The house of Christopher Columbus is located near the ancient Porta Soprana in Genoa and the central square Piazza Dante. Columbus was the son of Domenico and Susanna Fontanarossa, who moved in here when the son was four years old.
House of Columbus Genoa
Address: Via di Porta Soprana – 16121 Genova. Opening hours November to March: Tuesday to Thursday from 11.00 to 15.00 and Friday to Saturday from 11.00 to 16.00. Opening hours April, May, September, October: Tuesday to Sunday from 11.00 to 17.00. Opening hours June through August: Tuesday through Sunday, 11:00 a.m. to 6:00 p.m. Closed: Monday. Entrance fee Casa di Colombo: 3 Euro (free for people under 18). Entrance fee Casa di Colombo + Porta Soprana towers: 5 Euro (over 65s 3 Euro, under 18s free). Entrance fee House + Towers + Sant’Agostino Museum: 8 Euro. You can book through Coopculture (tel. +39 010 4490128).
History and Description
The house is located just outside the medieval city walls and consists of two floors. The first floor consists of a large room, which used to be used as a wool store, a storage room and a kind of small hallway, which gave access to the second floor. This was where the family itself used to live (although the bathroom was under the stairwell).
Probably the present appearance of the House of Columbus is the result of an 18th century renovation of the medieval house where the captain used to live 1455 to 1470. The house had probably been bombed to the ground earlier, in 1684, when Louis XIV’s French fleet had attacked the city.

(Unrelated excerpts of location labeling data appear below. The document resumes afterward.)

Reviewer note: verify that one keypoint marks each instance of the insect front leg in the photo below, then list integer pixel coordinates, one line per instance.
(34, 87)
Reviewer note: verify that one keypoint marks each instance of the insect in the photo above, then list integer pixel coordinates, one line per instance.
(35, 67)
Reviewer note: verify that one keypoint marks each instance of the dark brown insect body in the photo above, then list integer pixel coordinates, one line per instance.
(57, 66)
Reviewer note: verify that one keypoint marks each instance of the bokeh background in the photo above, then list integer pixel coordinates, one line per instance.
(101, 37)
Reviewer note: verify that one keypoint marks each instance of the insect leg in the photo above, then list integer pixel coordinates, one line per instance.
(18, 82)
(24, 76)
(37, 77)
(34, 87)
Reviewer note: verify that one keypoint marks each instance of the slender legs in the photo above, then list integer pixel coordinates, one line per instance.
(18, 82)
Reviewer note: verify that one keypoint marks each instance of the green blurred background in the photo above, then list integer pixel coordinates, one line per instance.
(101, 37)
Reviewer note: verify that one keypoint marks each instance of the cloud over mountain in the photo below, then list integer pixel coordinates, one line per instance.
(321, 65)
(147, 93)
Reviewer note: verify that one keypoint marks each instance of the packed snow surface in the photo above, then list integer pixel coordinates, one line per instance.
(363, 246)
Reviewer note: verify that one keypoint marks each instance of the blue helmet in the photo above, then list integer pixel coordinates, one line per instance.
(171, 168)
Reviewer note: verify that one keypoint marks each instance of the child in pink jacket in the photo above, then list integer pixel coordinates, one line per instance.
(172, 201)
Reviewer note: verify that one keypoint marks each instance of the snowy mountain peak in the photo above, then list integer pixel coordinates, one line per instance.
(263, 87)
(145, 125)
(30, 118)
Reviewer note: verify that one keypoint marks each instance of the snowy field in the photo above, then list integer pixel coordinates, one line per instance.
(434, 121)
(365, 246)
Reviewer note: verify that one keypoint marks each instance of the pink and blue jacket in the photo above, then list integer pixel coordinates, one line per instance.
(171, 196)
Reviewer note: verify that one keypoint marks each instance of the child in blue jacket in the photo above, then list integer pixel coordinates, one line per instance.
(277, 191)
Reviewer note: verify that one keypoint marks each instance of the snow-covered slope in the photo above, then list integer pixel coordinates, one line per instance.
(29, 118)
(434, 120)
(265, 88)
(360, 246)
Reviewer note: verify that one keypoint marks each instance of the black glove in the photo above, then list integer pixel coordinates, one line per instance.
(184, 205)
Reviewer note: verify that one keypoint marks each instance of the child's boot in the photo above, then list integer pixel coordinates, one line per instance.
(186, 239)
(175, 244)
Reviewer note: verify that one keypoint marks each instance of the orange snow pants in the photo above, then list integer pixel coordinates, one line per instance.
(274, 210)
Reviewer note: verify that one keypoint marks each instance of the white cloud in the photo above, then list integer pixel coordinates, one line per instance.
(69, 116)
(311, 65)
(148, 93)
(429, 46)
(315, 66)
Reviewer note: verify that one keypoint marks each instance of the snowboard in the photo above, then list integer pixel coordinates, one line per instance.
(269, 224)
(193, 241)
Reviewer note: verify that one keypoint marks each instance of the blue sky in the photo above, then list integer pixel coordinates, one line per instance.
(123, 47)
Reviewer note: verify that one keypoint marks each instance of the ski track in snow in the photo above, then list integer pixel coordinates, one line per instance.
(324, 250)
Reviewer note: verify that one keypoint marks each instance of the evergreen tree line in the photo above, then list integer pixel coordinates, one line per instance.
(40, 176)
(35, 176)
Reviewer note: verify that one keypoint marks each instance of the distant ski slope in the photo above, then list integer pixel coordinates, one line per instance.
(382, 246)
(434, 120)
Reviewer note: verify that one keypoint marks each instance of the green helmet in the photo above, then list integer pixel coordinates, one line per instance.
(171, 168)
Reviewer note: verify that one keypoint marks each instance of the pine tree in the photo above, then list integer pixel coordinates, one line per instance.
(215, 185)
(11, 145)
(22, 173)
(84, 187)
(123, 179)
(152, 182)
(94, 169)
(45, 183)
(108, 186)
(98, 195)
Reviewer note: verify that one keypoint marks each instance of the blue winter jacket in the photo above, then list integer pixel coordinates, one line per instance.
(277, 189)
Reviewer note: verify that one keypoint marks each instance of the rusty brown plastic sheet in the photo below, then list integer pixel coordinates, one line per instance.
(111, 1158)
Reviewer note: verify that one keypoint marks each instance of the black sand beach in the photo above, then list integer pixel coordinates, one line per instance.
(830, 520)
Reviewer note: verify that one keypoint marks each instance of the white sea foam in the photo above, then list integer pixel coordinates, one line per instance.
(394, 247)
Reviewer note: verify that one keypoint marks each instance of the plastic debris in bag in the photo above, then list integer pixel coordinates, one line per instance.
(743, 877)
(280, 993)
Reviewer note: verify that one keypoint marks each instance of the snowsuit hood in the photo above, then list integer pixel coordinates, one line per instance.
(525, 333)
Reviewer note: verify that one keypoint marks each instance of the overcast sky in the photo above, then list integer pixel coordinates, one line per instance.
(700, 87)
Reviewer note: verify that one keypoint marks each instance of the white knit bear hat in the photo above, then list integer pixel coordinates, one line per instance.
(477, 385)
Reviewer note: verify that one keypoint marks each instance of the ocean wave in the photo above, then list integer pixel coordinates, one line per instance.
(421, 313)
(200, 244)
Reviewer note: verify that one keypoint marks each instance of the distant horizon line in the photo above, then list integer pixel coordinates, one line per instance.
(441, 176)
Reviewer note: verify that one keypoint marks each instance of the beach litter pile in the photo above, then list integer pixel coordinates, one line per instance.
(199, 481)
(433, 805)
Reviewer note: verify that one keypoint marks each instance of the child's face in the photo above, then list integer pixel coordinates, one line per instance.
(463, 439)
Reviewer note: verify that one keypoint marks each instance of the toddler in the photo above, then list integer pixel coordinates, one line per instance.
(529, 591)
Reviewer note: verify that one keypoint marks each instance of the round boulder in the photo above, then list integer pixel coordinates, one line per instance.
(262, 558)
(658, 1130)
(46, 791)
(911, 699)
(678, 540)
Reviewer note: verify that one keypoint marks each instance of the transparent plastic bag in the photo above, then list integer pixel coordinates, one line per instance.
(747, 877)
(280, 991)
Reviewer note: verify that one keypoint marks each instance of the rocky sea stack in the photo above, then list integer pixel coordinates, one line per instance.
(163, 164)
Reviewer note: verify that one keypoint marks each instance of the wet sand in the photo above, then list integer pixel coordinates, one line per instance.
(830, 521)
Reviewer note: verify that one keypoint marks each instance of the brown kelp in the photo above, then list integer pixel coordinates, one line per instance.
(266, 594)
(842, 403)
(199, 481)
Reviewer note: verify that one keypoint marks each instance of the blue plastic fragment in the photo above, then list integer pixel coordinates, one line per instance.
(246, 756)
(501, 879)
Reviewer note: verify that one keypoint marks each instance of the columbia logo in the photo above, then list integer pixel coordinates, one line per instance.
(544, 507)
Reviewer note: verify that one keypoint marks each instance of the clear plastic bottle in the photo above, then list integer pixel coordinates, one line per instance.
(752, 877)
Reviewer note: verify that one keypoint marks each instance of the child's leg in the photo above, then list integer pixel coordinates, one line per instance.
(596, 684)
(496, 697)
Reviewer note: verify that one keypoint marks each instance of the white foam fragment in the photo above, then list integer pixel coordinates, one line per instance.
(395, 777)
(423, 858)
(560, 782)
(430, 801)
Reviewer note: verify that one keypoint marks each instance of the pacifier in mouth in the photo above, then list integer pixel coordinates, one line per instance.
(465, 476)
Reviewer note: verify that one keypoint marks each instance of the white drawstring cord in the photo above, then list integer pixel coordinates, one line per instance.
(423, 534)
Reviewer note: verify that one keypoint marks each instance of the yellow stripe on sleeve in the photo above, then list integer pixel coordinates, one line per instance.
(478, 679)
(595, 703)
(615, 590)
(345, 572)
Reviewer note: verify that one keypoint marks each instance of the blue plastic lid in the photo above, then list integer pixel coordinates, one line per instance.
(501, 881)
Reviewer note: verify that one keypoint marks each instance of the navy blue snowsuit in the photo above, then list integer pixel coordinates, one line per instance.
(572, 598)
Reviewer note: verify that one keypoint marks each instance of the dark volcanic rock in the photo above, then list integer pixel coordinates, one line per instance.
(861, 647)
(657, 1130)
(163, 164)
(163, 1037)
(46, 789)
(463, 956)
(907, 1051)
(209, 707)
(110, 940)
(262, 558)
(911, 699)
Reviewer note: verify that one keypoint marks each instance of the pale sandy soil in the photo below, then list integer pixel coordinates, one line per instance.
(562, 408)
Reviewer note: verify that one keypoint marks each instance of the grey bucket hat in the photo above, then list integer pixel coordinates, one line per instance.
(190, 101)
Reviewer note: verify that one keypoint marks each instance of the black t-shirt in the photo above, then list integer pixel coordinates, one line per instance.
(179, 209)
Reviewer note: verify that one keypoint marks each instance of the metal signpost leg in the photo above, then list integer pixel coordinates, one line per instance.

When the house was rebuilt, several floors were probably added, and by the end of the 18th century it had five floors. However, these had been built by resting the joists on the walls of the neighboring houses and when these were demolished in the early 20th century the upper floors of the House of Columbus also collapsed. The demolition was necessary in order to construct the Via XX Settembre.
After the house was purchased by the municipality in 1887, it was restored along with the Porta Soprana. The purchase also ensured that the house was not further demolished, a fate which was to befall much of the rest of the neighborhood in later years.
The plaque on the façade claims that “no house deserves more esteem than that where Columbus spent his early childhood.”
Later restorations brought to light pieces of wall that probably date back to Roman times. A second discovery was that of a medieval underground channel through which water was carried away.